Впрочем, все произошедшее со мной в последние дни, безусловно, так или иначе подразумевает Божественное провидение! С одной стороны… А с другой, я ведь о переносе сознания (или души!) в прошлое всерьез ни разу не задумывался именно с точки зрения свершившейся Божьей воли… Как минимум потому, что подобные размышления порождали кучу вопросов из разряда: почему именно я? А не кто-то более подготовленный? Почему сейчас? Изменится ли настоящее, если мне удастся остановить Батыя — и если да, то как? И вообще, я там буду в случае успеха миссии здесь? Это прошлое моей Родины, или иная, параллельная вселенная? Или действительно тринадцатый век, но внесенные мной изменения заставят пойти историю по иному руслу и создадут параллельную реальность?!

Короче, риторических вопросов были десятки — и быстренько прокрутив в голове несколько первых, я понял, что лучше ими голову не забивать! А тут вдруг эта не совсем обычная для меня просьба… Опять проявления сущности бывшего владельца тела? Его передавшиеся мне привычки, из разряда дежурных фраз при прощании с мамой? Скорее всего, хотя…
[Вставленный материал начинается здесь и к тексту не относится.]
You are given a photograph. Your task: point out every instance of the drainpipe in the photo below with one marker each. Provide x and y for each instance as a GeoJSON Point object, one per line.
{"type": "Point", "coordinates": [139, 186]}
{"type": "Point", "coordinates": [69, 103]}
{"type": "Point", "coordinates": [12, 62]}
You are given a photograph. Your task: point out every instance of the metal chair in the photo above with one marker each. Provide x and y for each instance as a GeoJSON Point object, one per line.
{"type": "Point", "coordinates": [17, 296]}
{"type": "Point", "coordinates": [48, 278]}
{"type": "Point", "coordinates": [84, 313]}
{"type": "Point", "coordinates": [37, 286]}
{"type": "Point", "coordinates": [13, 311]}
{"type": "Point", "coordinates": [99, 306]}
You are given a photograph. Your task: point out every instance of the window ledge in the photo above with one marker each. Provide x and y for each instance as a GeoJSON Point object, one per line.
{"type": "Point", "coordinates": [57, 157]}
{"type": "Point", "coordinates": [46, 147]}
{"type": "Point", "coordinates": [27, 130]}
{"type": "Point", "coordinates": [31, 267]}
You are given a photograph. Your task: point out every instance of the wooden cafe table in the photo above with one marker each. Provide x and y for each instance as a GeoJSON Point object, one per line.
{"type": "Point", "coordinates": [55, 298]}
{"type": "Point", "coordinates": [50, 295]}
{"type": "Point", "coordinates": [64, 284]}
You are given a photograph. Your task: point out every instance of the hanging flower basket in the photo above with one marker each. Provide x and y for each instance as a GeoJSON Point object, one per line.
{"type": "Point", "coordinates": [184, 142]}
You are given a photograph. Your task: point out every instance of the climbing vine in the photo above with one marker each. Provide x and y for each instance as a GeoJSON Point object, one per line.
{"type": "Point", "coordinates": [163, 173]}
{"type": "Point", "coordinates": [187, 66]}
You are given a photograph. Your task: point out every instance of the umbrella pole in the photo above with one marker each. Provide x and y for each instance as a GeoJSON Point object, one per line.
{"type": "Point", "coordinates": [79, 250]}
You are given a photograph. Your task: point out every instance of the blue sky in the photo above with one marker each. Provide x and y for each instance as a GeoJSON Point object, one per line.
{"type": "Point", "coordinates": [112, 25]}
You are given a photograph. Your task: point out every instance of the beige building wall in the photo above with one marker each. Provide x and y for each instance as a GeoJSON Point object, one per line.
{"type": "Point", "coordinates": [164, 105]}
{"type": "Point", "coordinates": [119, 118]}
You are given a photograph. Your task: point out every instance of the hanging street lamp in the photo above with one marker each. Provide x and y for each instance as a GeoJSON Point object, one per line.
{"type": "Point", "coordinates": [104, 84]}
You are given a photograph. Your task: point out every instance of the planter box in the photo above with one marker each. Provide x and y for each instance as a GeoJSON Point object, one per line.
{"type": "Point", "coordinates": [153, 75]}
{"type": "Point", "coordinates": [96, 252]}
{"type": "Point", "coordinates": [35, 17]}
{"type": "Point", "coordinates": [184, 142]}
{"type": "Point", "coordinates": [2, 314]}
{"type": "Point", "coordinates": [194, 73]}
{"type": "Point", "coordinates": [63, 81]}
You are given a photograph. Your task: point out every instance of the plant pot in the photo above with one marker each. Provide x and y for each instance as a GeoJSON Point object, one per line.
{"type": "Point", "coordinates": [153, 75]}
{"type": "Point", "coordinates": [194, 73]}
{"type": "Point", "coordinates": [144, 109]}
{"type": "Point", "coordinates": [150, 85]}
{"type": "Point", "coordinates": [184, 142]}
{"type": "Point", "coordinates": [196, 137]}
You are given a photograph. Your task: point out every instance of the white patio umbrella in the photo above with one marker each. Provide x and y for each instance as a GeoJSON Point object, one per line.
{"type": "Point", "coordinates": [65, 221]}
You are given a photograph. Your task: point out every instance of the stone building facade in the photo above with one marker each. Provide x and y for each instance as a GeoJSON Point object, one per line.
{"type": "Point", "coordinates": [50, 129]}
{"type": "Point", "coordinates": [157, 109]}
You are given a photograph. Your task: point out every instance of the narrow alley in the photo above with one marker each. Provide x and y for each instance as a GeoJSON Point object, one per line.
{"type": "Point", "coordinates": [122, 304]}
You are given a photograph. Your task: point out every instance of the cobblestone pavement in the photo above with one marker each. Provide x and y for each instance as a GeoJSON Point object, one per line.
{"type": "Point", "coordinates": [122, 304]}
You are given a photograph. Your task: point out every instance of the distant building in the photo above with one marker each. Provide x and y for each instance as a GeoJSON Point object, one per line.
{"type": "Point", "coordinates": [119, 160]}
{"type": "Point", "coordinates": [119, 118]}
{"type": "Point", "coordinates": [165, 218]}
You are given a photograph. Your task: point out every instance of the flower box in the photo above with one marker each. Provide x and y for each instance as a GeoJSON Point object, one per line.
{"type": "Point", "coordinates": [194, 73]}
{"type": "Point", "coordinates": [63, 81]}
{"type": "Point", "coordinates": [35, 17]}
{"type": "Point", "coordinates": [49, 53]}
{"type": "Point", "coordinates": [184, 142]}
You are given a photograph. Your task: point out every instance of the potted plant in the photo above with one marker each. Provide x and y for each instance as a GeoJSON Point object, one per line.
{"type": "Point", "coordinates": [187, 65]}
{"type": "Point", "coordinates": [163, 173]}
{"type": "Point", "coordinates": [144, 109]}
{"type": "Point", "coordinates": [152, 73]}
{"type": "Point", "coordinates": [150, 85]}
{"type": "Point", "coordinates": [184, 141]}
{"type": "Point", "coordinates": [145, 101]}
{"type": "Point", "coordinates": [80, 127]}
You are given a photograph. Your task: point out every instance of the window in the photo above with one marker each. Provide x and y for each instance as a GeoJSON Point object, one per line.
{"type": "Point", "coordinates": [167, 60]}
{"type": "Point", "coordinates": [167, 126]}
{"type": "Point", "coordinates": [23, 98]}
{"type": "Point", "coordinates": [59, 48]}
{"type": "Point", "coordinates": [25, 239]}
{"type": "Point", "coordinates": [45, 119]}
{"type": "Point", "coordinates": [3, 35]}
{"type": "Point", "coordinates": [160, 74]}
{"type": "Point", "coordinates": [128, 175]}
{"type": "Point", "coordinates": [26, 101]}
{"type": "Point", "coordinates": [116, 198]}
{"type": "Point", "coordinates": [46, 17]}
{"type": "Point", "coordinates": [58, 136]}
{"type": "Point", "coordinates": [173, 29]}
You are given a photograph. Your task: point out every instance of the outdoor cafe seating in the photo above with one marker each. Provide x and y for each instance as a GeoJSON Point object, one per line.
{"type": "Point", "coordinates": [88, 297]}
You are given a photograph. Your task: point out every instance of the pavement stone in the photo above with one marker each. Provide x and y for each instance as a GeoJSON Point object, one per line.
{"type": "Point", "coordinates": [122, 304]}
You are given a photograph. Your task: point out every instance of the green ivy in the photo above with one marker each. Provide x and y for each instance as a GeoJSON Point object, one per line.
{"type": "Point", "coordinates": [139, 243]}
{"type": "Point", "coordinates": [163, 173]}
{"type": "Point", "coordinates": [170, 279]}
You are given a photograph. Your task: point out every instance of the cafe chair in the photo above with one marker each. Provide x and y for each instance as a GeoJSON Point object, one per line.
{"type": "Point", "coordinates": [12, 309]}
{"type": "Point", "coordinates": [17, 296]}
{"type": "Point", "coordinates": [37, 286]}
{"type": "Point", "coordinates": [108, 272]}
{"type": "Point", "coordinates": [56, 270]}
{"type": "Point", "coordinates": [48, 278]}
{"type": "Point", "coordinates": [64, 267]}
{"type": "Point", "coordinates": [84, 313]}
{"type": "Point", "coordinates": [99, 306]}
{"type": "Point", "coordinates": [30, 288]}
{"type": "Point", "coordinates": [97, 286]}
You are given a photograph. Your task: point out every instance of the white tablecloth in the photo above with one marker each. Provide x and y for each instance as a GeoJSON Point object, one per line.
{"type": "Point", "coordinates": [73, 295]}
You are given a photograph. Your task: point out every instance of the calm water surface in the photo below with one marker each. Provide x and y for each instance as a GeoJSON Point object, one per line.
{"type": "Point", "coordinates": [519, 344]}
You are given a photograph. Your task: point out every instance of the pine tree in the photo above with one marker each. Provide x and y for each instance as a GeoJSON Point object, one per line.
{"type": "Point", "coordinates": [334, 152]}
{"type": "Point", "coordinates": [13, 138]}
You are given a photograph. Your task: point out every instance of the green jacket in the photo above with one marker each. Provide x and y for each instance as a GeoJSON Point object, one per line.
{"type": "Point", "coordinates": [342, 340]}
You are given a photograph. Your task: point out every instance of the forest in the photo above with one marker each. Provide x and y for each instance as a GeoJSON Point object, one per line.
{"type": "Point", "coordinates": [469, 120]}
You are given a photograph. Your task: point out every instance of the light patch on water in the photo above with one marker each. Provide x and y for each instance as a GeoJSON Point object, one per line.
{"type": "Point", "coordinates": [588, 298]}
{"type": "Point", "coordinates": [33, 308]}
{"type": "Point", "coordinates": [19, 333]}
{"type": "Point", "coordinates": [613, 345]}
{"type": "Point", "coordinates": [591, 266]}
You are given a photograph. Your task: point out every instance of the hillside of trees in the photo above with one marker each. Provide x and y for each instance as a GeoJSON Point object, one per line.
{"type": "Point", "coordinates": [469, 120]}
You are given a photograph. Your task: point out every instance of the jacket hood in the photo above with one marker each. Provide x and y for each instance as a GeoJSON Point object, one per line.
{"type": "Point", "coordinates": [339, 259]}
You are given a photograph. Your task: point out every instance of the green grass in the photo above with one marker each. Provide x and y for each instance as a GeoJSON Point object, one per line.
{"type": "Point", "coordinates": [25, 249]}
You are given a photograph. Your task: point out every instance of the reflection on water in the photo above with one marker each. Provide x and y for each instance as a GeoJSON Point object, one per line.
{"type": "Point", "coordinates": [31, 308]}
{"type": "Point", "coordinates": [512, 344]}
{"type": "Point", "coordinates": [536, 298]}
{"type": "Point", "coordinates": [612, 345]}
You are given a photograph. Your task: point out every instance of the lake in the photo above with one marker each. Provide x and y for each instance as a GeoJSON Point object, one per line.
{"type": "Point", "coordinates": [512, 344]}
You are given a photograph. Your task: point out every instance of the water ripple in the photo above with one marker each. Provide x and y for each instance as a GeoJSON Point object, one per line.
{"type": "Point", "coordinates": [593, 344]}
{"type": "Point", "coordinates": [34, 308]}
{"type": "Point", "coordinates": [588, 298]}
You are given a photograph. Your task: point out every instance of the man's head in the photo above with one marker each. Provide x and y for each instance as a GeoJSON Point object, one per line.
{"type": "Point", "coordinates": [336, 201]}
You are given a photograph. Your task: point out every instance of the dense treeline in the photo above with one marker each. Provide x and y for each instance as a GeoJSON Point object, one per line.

Впрочем, особенно рефлексировать и растекаться мыслью по этому поводу я все же не стал. Вместо этого крепко-крепко сжал маму в объятьях, и насколько смог нежно поцеловал ее в морщинистую щеку… После чего мягко отстранил женщину и тут же лихо запрыгнул в седло Буяна, без промедления направив жеребца к уже открытым воротам. Поравнявшись же со створками, я на секунду остановил скакуна, обратился назад и насколько смог бодро выкрикнул, вскинув руку:

— Я люблю тебя! И я вернусь!

Женщина энергично замахала платочком в ответ, до меня донесся ее чуть надтреснутый голос: «я тоже тебя люблю!» — причем сложилось полное впечатление, что Велена сдерживается из последних сил, чтобы не разреветься. У самого, блин, в горле запершило и в глазах замутнело… Чуть раздраженно пришпорив Буяна, я направил его к воротам детинца, отвернувшись от провожающей сына женщины с мыслью, что долг перед Егором в отношении его мамы я выполнил до конца!